A pupil films a violent attack on another pupil with his mobile phone.
Quelle : Jugendtreff Hesper

Nein zu Mobbing!

Jeder kann ein Opfer von Mobbing werden.

14/07/2022

Mobbing ist ein feindseliges Verhalten, das dazu dient, sein Opfer zu erniedrigen und ihm zu schaden. Es kann verschiedene Formen annehmen:

  • Verbal und psychologisch

    • Hänseleien
    • Gerüchte verbreiten
    • Beleidigungen
    • Drohungen
  • Sozial

    • Ausgrenzung
    • Verfolgung
    • Erniedrigung
  • Körperlich

    • Erpressung
    • Prügel
    • Schubsen
    • Diebstahl
  • Sexuell

    • Unangemessene Gesten
    • Erzwungener Kuss
    • Obszöne Bemerkungen

Die Angriffe können auch online stattfinden, zum Beispielauf den sozialen Netzwerken. Dann spricht man von Cybermobbing : Teilen von privaten Fotos, Beleidigungen, Verbreitung von Gerüchten…
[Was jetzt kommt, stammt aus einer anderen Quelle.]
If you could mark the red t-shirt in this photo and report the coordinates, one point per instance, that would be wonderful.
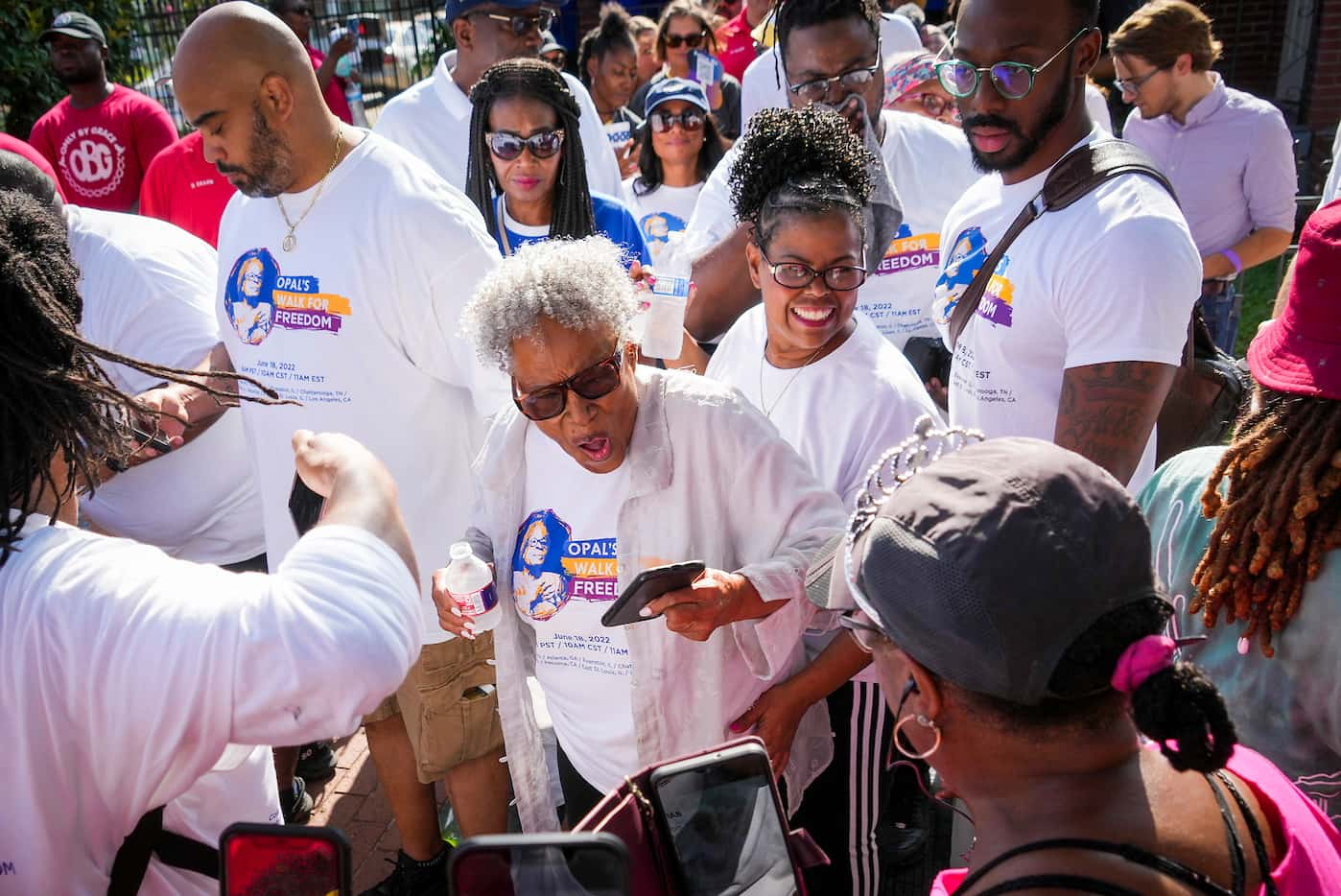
(101, 153)
(334, 91)
(184, 189)
(735, 46)
(15, 145)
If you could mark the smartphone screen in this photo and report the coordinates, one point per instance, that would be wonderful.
(724, 826)
(303, 864)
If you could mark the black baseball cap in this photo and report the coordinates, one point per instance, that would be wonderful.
(74, 24)
(987, 563)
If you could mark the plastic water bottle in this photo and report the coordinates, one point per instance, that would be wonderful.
(471, 585)
(663, 330)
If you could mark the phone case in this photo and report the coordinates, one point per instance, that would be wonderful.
(625, 609)
(627, 814)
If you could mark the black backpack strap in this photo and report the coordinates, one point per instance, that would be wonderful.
(149, 837)
(1078, 174)
(1162, 864)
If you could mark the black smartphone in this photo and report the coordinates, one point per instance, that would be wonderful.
(721, 815)
(568, 864)
(276, 859)
(305, 506)
(647, 586)
(152, 440)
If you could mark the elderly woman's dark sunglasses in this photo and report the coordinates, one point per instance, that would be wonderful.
(595, 383)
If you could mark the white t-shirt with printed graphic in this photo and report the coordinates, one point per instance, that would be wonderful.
(1111, 278)
(361, 323)
(565, 577)
(661, 212)
(930, 168)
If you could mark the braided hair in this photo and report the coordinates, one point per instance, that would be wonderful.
(529, 80)
(612, 34)
(1179, 707)
(56, 398)
(798, 161)
(1280, 514)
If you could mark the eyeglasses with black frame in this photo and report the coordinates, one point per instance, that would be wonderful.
(1134, 84)
(661, 121)
(518, 24)
(851, 81)
(542, 144)
(1011, 80)
(794, 275)
(693, 42)
(546, 403)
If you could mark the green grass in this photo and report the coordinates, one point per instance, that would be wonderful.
(1259, 286)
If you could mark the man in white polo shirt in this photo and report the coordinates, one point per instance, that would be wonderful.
(360, 325)
(828, 49)
(1229, 154)
(1080, 332)
(432, 118)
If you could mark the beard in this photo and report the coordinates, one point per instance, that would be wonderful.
(1054, 113)
(271, 168)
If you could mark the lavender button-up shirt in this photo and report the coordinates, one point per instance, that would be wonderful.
(1232, 164)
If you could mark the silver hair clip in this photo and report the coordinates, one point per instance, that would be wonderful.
(900, 463)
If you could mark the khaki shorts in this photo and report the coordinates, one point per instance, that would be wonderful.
(448, 726)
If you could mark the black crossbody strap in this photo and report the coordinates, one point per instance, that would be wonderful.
(149, 837)
(1075, 175)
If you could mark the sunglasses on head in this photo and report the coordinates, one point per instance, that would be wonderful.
(595, 383)
(519, 24)
(1011, 80)
(661, 121)
(693, 42)
(508, 147)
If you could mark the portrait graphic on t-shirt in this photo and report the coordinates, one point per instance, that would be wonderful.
(259, 296)
(93, 161)
(552, 568)
(657, 229)
(966, 258)
(909, 251)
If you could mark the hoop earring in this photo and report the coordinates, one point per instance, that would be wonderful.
(924, 721)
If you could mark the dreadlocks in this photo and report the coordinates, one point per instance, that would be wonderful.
(56, 400)
(1281, 512)
(529, 80)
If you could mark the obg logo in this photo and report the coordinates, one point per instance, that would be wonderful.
(93, 161)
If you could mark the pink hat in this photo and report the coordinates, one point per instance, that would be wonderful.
(1300, 352)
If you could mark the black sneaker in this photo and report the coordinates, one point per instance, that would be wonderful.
(412, 878)
(316, 762)
(296, 805)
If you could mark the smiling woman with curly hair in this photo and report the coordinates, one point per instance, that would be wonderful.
(801, 184)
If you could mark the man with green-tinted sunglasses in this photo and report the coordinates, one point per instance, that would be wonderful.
(1080, 330)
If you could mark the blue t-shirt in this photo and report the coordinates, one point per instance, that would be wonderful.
(612, 221)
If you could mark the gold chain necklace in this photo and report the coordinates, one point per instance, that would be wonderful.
(764, 360)
(290, 240)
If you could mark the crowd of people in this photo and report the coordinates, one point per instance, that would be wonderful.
(910, 434)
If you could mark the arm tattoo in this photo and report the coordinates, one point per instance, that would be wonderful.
(1107, 412)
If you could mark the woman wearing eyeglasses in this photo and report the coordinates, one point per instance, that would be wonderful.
(839, 393)
(683, 29)
(528, 172)
(679, 148)
(601, 470)
(910, 84)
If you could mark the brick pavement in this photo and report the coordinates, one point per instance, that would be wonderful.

Doch nicht jeder Angriff ist gleich Mobbing. Dafür müssen drei Kriterien erfüllt sein:

  • Er ist wiederholend und über einen längeren Zeitraum hinweg,
  • Er geschieht in einem Dominanzverhältnis,
  • Er geschieht mit der Absicht zu schaden.

Jeder kann Opfer von Mobbing werden. Zum Beispiel aufgrund ihrer Religion, ihrer körperlichen Erscheinung oder ihres Kleidungsstils, ihrer Herkunft, ihres sozioökonomischen Status, ihrer Intelligenz, aus Eifersucht…Oft steckt jedoch kein Grund hinter den Angriffen, alles kann als Vorwand dienen.

Die Zeichen erkennen

Je länger das Mobbing dauert, je mehr leidet das Opfer darunter.

Die Folgen sind nicht auf die leichte Schulter zu nehmen. Zur Erinnerung: Jede plötzliche Veränderung eines Jugendlichen sollte sein Umfeld dazu veranlassen, nach seinem Wohlbefinden zu fragen.

  • Markierungen auf der Haut, unerklärliche Verletzungen, häufig beschädigte Kleidung und Sachen.
  • Isolation, Angst oder Weigerung, zur Schule zu gehen, Reizbarkeit, Vertrauensverlust, Panikattacken, Schlafstörungen.

Dies kann bis zum Schulabbruch führen und im schlimmsten Fall sogar Depressionen oder Selbstmordgedanken beim Opfer auslösen.

Sich gegen das Mobbing wehren

Dich gegen Mobbing zu wehren, ist nicht einfach. Gewalt oder weise Worte bringen nichts. Am besten ist es, wenn du nicht isoliert bleibst und den Kontakt zu anderen Schülern suchst, um deinen Mobber oder deine Mobber zu entmutigen.

Rede mit deinen Eltern, einem Lehrer, jemandem vom Service psycho-social et d’accompagnement scolaires oder Service éducatif in deiner Schule oder einer anderen erwachsenen Vertrauensperson. Falls du lieber anonym bleiben möchtest, rufe die gratis Helpline Tel.: 116 111 des Kanner-Jugendtelefons an.

 

Im Fall von Cybermobbing blockiere den Mobber und informiere dich bei BEE SECURE. In schlimmeren Fällen muss die Polizei eingeschaltet werden. Zu diesem Zweck ist es nützlich, die verletzenden Inhalte mit Hilfe von “screenshots” festzuhalten.

Einen Konflikt zu dritt lösen

Mehrere Lyzeen verfügen über einen Schlichtungsdienst zwischen Gleichaltrigen. Ein Schlichter dient als Vermittler zwischen zwei Konfliktparteien und hilft dir eine Lösung zu finden, die beide Seiten zufriedenstellt.

Das CePas und der SCRIPT verfügen über Vermittler um Konfliktsituationen innerhalb einer Klasse zu schlichten.

Reagiere, wenn du Zeuge einer Mobbingsituation wirst und sprich mit dem Opfer, um es aus seiner Isolation zu befreien.